Da lì in poi non si conteranno più le manifestazioni organizzate dai partigiani della pace - ordinate da Stalin per guadagnare tempo in attesa della costruzione della bomba atomica- segnate da violenti slogan anti Nato. Intanto, negli anni fra i' 60 e i '70 si consuma il passaggio dall'antiamericanismo strumentale agli interessi sovietici all'antiamericanismo culturale inteso come rifiuto della civiltà capitalistica.
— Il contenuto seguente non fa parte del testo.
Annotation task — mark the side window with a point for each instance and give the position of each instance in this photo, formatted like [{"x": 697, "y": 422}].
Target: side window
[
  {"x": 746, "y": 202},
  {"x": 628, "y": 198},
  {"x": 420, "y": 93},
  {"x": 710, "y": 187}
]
Dall'indebolimento della famiglia al declino della comunità, dalla distruzione dell'ambiente alla scomparsa delle tradizioni locali, tutto viene puntualmente attribuito all'opera malefica esercitata sui Paesi occidentali dagli Stati Uniti d'America. Come scrive il sociologo Paul Hollander «a volte queste idee fanno breccia solo su singoli individui, altre volte, purtroppo, sostengono i comportamenti di un gruppo etnico, di un movimento politico, di una setta religiosa o, nel caso peggiore, di una nazione intera».

 

Ed è ciò che sta accadendo da decenni con il fondamentalismo islamico e da alcuni anni con la politica aggressiva della Russia culminata nel febbraio scorso nell'invasione dell'Ucraina. Vladimir Putin ha chiarito in più occasioni che il nemico principale di Mosca è rappresentato dalla modernità e che essa va combattuta in nome della «tradizione e degli antichi valori comunitari». Idee che si ritrovano nel reciso rifiuto dei processi di liberalizzazione da parte del mondo islamista. «Il terrorismo islamico», sostiene Hollander, «è solo l'ultima e più crudele versione di una malattia che nel secolo scorso ha mostrato tutta la sua distruttività attraverso il nazifascismo e il comunismo. Questa patologia si chiama odio della modernità e di tutti i suoi simboli». Coloro che il 25 aprile hanno bruciato la bandiera americana, urlato contro la Nato e lanciati insulti vergognosi contro la Brigata ebraica a Milano sono in buona compagnia.